Energy costs impact EU coil contract talks

The massive oscillation in energy prices in many EU countries should have some influence on the current negotiations for annual coil supply contracts for next year, Kallanish notes.

Following a historic peak in August, prices for electricity and gas in Germany had come down by October to levels seen back in January – the time when most annual contracts for 2022 were signed. Hence, October would have been the ideal time for negotiating parties in the upcoming talks, as it simplified the basis of comparison, one German consultant remarks. At that time, however, distributors’ inventories were still too saturated to think of replenishing.

Meanwhile, energy prices have surged again and buyers may need to prepare for higher steel prices if mills are successful in handing down the cost.
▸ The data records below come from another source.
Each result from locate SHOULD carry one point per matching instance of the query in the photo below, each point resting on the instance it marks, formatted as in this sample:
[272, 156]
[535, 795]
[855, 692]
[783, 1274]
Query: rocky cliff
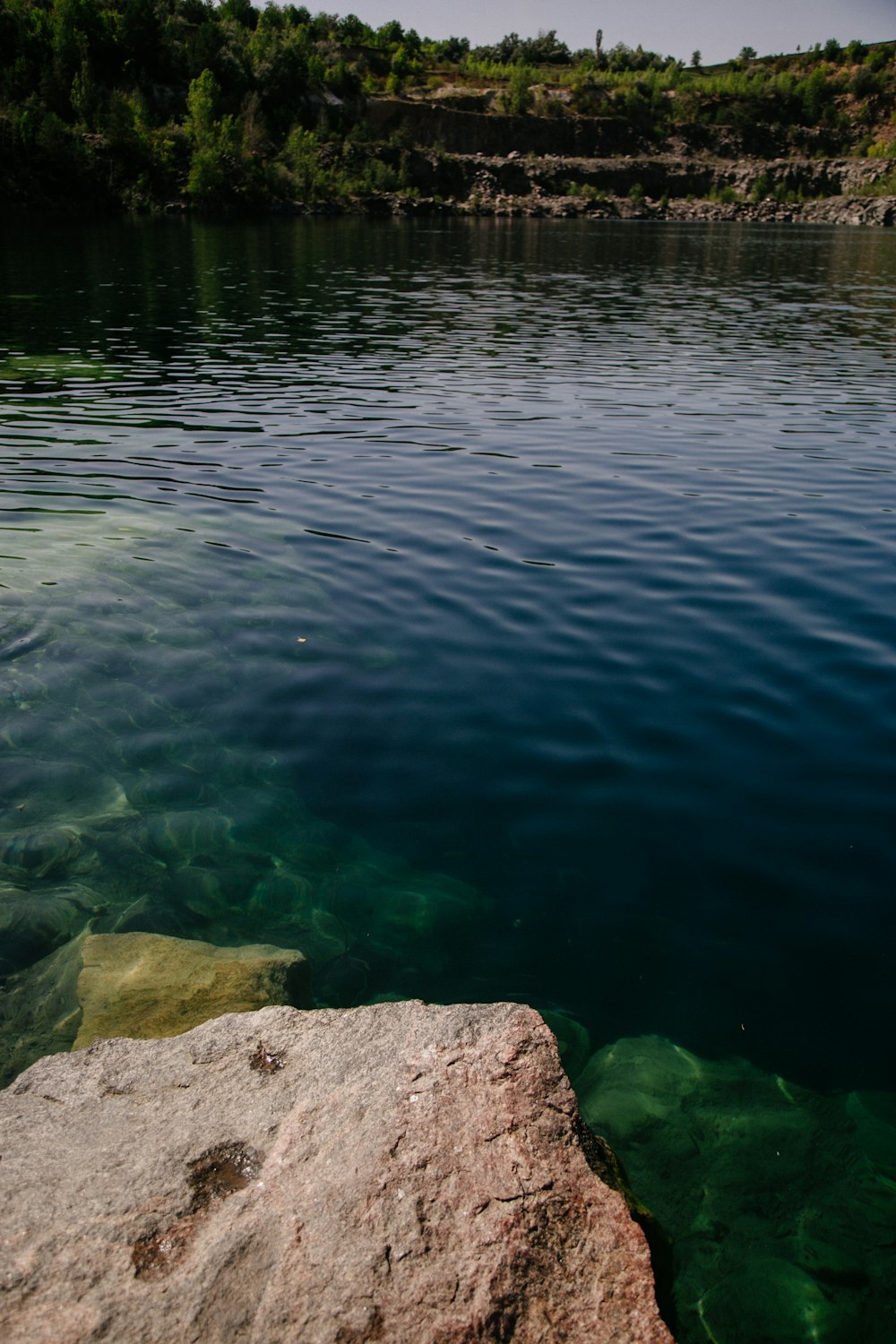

And it seems they are, as spot prices appear to have bottomed out and are set to increase.

According to the consultant, talks are in full swing “with widely diverging ideas on pricing”. He adds: “Serious offers from the mills came in only in very late November or the first week of December.” He says mills are meanwhile basing their argumentation on last January’s contracts, then at around €1,000/tonne for hot rolled coil.

A Dutch service centre manager sees “offered [contract] base prices are at least around €850/t”, and that this figure is likely to go up. The impression is confirmed by other observers, with one proposing that €50/t more should be possible if sentiment keeps brightening, as it seems to be doing at the moment.

The gap could be even wider, the German consultant finds. After talking to various buyers, he sees a gap of €120-180/t between figures currently circulating, and still wider, if set against the spot market for comparison. HRC spot market quotes at below €650 are diminishing, with quotes inching towards €680 heard more often now.

According to a Dutch service centre manager, mills “do stand somewhat stronger now in their negotiating position”. He notes that delivery times have stretched until the end of February or first half of March 2023, and that the automotive supply chain has recovered noticeably. “Daily prices are now rising,” he says, and notes that “we think it is realistic to expect a rising trend in current steel prices for the foreseeable future.”